The Mac Security Blog

Security & Privacy

Java Vulnerability Affects Some Mac Users

Posted on by

Update – January 14, 2013

Oracle has released an emergency update for two vulnerabilities, CVE-2013-0422 and CVE-2012-3174. Updating to this new version, Java 7 update 11, will re-enable Java in Safari and Firefox.

According to Oracle, this update will also tighten the default security settings:

With this Security Alert, and in addition to the fixes for CVE-2013-0422 and CVE-2012-3174, Oracle is switching Java security settings to “high” by default.  The high security setting requires users to expressly authorize the execution of applets which are either unsigned or are self-signed.  As a result, unsuspecting users visiting malicious web sites will be notified before an applet is run and will gain the ability to deny the execution of the potentially malicious applet.  Note also that Java SE 7 Update 10 introduced the ability for users to easily disable Java in their browsers through the Java Control Panel.

This site will allow you to test whether Java has been successfully re-enabled.

_____

Another day, another Java vulnerability, it would seem.

There has been a lot of talk in the last 24 hours about an unpatched Java vulnerability (CVE-2013-0422), that was discovered because it’s currently being used to attack Windows users. Some well-known exploit packs have added Windows-based attacks that are now being used in the wild.
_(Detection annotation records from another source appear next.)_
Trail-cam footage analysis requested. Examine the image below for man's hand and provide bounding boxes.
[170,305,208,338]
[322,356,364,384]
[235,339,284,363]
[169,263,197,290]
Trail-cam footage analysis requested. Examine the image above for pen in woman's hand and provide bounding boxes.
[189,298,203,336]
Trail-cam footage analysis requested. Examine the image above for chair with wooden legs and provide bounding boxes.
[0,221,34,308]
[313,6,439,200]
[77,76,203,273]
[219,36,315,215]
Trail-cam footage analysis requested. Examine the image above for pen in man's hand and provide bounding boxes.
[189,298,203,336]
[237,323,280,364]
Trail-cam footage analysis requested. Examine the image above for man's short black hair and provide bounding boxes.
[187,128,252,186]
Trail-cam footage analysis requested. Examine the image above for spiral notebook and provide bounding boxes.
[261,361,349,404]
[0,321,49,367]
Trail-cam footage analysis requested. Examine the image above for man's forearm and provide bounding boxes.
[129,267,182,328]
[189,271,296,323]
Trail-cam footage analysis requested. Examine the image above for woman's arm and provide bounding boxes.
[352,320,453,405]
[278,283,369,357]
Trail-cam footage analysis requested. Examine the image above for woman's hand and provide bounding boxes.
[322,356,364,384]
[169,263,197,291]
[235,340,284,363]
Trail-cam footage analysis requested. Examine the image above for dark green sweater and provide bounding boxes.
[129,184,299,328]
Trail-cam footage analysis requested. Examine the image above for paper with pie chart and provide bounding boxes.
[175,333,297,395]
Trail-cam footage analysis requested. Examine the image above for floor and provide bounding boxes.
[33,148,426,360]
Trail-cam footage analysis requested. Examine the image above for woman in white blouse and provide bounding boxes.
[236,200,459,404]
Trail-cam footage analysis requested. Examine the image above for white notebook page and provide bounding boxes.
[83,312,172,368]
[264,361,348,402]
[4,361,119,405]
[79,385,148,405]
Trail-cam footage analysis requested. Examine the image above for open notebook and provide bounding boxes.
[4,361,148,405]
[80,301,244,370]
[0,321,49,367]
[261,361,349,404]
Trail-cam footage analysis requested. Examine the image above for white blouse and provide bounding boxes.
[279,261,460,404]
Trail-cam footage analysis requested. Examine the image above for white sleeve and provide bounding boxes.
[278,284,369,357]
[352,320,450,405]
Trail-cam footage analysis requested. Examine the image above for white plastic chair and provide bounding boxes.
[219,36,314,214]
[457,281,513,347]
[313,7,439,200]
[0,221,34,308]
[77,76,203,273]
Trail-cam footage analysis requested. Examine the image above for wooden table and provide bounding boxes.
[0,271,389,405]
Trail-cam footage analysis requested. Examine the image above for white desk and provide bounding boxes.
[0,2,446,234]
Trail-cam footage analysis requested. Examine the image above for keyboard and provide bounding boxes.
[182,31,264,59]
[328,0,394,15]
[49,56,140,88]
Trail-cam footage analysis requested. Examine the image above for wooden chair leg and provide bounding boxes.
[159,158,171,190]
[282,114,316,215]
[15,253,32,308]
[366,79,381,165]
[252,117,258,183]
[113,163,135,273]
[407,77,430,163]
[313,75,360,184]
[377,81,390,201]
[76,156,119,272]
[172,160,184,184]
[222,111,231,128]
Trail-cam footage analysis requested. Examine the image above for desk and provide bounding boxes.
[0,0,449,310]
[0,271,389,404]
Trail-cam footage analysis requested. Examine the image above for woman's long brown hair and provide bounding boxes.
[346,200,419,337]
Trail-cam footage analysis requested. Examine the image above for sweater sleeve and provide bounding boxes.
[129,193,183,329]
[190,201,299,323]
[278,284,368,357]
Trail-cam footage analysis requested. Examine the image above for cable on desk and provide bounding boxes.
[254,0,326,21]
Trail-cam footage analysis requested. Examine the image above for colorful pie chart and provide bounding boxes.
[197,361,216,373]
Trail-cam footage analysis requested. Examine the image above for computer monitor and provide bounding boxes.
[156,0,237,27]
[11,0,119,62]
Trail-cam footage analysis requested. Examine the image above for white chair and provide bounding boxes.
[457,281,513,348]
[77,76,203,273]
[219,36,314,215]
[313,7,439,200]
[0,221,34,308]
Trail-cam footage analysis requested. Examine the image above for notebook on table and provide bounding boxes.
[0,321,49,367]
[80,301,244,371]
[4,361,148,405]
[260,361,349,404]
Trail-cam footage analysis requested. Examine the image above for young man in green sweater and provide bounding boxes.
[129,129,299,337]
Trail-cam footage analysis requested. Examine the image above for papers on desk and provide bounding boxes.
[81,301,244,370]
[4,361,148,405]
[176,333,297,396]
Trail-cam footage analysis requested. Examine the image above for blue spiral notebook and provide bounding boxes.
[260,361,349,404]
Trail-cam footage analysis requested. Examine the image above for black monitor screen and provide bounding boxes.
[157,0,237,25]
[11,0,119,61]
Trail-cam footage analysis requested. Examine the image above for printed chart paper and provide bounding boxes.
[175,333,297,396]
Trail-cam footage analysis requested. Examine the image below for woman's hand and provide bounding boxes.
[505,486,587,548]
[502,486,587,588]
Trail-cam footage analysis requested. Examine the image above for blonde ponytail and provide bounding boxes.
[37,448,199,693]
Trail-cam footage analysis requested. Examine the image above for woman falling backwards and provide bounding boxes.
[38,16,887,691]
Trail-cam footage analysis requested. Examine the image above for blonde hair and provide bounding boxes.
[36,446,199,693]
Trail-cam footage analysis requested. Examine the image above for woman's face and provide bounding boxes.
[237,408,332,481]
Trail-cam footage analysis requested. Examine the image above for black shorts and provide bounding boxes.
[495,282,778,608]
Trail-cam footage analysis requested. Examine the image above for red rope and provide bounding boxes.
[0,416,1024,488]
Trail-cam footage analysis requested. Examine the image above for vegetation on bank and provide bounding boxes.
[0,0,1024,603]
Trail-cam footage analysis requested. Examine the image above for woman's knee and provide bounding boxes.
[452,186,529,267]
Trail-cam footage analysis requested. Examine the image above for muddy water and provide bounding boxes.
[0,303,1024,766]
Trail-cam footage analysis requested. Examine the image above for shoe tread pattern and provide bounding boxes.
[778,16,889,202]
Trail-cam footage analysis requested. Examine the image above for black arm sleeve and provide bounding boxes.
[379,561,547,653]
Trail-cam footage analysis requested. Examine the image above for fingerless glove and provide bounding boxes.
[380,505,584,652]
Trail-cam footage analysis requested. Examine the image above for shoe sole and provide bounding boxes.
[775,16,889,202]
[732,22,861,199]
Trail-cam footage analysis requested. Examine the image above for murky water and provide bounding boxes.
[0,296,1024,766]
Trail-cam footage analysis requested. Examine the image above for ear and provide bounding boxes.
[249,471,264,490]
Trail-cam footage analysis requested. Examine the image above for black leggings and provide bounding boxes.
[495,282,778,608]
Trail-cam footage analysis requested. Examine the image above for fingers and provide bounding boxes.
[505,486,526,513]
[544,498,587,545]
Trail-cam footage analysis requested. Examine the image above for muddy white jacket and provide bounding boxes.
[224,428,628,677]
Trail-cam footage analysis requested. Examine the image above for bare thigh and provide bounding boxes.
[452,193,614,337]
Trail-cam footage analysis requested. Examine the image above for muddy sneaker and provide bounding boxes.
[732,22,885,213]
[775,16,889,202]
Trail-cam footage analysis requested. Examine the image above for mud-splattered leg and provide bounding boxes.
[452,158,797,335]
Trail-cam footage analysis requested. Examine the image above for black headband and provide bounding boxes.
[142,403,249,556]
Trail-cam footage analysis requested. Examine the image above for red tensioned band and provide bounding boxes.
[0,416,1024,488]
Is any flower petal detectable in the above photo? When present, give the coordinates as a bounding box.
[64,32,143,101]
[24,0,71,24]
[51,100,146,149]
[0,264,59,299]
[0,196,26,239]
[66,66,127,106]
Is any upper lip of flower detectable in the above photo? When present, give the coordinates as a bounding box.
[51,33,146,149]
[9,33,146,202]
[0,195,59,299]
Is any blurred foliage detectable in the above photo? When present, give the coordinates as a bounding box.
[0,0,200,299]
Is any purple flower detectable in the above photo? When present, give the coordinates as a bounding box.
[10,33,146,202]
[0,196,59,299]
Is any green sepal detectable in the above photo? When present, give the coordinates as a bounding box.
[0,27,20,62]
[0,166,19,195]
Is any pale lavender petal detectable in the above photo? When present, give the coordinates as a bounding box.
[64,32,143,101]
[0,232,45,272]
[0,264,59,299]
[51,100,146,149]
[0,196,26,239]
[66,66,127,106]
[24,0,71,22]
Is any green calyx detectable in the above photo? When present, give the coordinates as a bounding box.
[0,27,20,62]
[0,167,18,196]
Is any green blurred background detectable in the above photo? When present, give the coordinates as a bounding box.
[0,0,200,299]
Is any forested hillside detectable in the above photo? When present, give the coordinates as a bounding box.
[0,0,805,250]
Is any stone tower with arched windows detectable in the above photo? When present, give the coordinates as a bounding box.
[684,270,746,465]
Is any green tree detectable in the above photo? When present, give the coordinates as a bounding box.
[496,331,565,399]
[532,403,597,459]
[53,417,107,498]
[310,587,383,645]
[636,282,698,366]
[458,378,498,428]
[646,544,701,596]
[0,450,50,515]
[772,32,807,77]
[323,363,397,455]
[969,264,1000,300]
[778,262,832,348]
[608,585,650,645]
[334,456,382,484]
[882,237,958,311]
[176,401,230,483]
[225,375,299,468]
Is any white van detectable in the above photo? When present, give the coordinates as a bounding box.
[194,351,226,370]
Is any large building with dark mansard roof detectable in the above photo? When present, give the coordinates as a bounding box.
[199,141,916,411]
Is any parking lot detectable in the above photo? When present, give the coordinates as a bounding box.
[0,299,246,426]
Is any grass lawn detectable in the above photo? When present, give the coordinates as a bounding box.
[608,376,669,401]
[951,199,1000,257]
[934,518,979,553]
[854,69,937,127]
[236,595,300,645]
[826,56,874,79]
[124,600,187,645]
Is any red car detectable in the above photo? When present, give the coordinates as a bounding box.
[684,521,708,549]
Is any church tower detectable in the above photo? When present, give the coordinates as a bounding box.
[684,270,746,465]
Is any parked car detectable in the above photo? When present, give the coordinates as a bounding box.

The prevalence of this threat that is hitting users with drive-by downloads has prompted many security experts to recommend (yet again) that people disable Java until a patch can be released.

Some Mac users are at risk for the vulnerability, but likely a small percentage, and not they’re not at risk for the attacks that are currently in the wild. Those users who have specifically updated to Java version 7 are the ones that are at risk. This website will allow you to check your version of Java. Most Mac users will either have Java disabled, or have Java version 6, and thus they’re not at risk.

Here are the circumstances where you are not at risk from this exploit:

  • If you do not have Java installed
  • If you have Java installed and it’s still on version 6
  • If you installed Java and then subsequently disabled it
  • If you are running 10.6 or older OS, as Java 7 requires 10.7 or higher

There is a proof-of-concept exploit that’s been published for OS X, which mean an attack may not be far behind. If you do have Java version 7, it’s a good idea to disable Java until a patch can be released. These warnings seem to be coming more and more frequently, and this trend is unlikely to stop any time soon. If you are not currently able to completely disable Java, it would be wise to start reevaluating whatever is keeping you from doing that.

Update – January 13, 2013

Apple updated XProtect to disable Java 7

It looks as though Apple has silently updated XProtect to disable Java 7 until Oracle’s next release. This may come as a rude surprise to some users, as the next update is not scheduled till February. But it’s possible Oracle will make another unscheduled update, like they did after CVE-2012-4681 caused similar malware problems.

Apple is not alone in taking this sort of proactive action. Mozilla has announced that Firefox is now also disabling recent versions of Java plugins.